Venise, Italie, 2025. Le son des valises à roulettes sur les pavés est redevenu la bande-son assourdissante de la Sérénissime. Après les années de calme forcé dues à la pandémie, les touristes ont déferlé sur l'Europe du Sud avec une intensité record. Si ce retour est une manne financière indispensable pour des économies très dépendantes du secteur, il ramène aussi sur le devant de la scène un problème que l'on croyait oublié : le surtourisme. De l'Algarve portugais aux îles grecques, en passant par les côtes croates et les métropoles espagnoles, la saturation est telle qu'elle menace la qualité de vie des résidents et la pérennité même des sites visités.

Les chiffres de la saison estivale 2025 sont éloquents. Dubrovnik, en Croatie, a enregistré des pics de fréquentation supérieurs à ceux de 2019. À Barcelone, les plages de la Barceloneta sont bondées dès 9 heures du matin. À Venise, le système expérimental de taxe d'entrée et de réservation obligatoire, mis en place pour réguler les flux de visiteurs à la journée, montre ses limites, peinant à endiguer la marée humaine.
Cette surfréquentation a des conséquences directes : saturation des transports publics, flambée des prix des biens de consommation courante, gestion des déchets qui devient un cauchemar logistique et pression insoutenable sur des infrastructures et des monuments fragiles.
Face à cette crise, les autorités locales et nationales tentent de réagir, naviguant entre la nécessité de préserver leur première industrie et celle de protéger leur territoire.
Plusieurs villes ont musclé leur arsenal réglementaire. Amsterdam a encore durci sa politique contre les locations touristiques. Barcelone a mis en place des zones à circulation limitée. D'autres, comme les îles Baléares, envisagent d'instaurer des quotas sur le nombre de lits touristiques ou de visiteurs autorisés. Le concept de "démárketing" touristique fait son chemin : certaines destinations communiquent activement pour décourager les visiteurs de venir pendant les pics de saison ou pour attirer un autre type de public, moins intéressé par le tourisme de masse et plus par la culture ou la nature.
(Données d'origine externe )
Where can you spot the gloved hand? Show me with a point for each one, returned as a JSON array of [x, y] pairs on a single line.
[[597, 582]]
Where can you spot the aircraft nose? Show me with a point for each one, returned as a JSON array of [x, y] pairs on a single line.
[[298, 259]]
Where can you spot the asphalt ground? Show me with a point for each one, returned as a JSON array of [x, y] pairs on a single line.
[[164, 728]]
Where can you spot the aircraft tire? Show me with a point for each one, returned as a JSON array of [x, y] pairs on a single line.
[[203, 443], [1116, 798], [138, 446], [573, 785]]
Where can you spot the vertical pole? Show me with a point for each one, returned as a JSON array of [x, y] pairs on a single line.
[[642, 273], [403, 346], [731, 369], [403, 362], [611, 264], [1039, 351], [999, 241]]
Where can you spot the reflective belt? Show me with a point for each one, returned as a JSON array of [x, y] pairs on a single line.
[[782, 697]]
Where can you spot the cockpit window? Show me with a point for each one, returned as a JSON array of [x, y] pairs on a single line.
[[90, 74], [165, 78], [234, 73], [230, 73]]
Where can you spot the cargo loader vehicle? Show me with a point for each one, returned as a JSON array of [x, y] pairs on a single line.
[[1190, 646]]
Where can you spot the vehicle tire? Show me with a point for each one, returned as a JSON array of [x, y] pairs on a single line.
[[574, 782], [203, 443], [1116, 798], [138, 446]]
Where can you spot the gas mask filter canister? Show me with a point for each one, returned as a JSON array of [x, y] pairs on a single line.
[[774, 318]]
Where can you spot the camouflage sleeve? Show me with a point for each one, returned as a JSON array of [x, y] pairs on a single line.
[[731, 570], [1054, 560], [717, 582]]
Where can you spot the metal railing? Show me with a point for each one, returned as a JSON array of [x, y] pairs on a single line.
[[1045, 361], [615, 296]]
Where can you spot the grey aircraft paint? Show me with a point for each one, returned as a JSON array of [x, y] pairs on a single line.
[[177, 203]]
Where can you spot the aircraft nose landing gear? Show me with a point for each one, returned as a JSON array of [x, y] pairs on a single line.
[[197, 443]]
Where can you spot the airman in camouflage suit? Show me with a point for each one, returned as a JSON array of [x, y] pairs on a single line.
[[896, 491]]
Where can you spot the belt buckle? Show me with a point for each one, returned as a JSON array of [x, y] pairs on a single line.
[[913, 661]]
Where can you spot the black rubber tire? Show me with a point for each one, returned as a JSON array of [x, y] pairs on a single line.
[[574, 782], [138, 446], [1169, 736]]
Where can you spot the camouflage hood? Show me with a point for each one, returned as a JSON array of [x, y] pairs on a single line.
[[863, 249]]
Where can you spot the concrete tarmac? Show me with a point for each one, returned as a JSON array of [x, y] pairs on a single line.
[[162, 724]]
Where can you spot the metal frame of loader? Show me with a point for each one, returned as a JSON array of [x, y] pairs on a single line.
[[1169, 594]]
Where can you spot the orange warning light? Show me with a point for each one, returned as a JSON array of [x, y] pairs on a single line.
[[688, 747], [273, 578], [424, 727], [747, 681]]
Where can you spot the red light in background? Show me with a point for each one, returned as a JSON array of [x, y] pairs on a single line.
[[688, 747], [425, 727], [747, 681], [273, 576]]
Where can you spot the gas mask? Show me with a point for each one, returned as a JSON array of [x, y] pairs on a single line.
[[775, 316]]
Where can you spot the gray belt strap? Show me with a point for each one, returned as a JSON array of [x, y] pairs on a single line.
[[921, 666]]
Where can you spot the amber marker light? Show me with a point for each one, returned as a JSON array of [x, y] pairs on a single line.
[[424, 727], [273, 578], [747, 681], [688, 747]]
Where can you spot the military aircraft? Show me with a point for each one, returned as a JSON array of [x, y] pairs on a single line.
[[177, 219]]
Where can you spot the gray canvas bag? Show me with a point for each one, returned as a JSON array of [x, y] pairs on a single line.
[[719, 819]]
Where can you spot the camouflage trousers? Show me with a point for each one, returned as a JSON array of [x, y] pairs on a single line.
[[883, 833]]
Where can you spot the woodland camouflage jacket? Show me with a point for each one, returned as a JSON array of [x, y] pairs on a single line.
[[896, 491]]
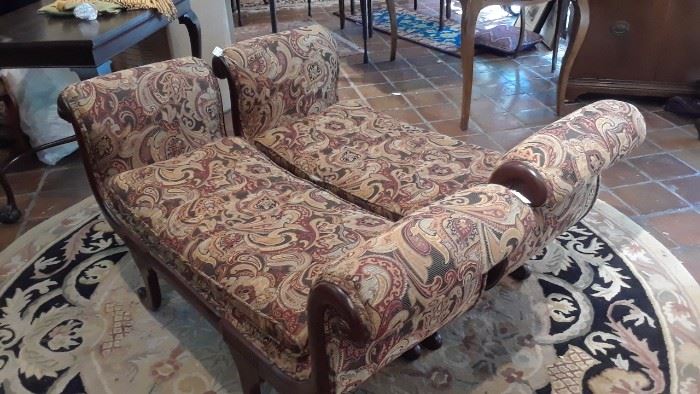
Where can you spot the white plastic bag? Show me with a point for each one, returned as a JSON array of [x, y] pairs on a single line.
[[36, 91]]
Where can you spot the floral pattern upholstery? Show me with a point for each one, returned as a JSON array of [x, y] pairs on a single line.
[[282, 77], [369, 158], [139, 116], [426, 270], [570, 154], [253, 239], [252, 235]]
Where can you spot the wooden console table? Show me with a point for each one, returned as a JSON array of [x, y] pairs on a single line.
[[649, 48], [29, 39]]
La principale stratégie est de tenter de désaisonnaliser les flux. Des campagnes de promotion sont lancées pour vanter les charmes de la Grèce en automne, de l'Andalousie au printemps ou de la Sicile en hiver. L'idée est de répartir les visiteurs plus uniformément tout au long de l'année. On encourage également la découverte de régions moins connues, afin de décongestionner les "hotspots" traditionnels. Cependant, ces efforts se heurtent aux habitudes bien ancrées des vacances scolaires et à la puissance des plateformes de réservation en ligne qui continuent de promouvoir les mêmes destinations emblématiques.
Conclusion Le surtourisme n'est plus un problème de niche, c'est un défi structurel pour une grande partie de l'Europe du Sud. La prise de conscience est là, mais les solutions sont complexes à mettre en œuvre, car elles touchent à des intérêts économiques puissants. La transition vers un modèle de tourisme plus durable, qualitatif plutôt que quantitatif, est indispensable. Elle exigera des choix politiques courageux et une collaboration accrue entre les autorités publiques, les acteurs du secteur et les populations locales, qui ne veulent plus être de simples figurants dans leur propre ville.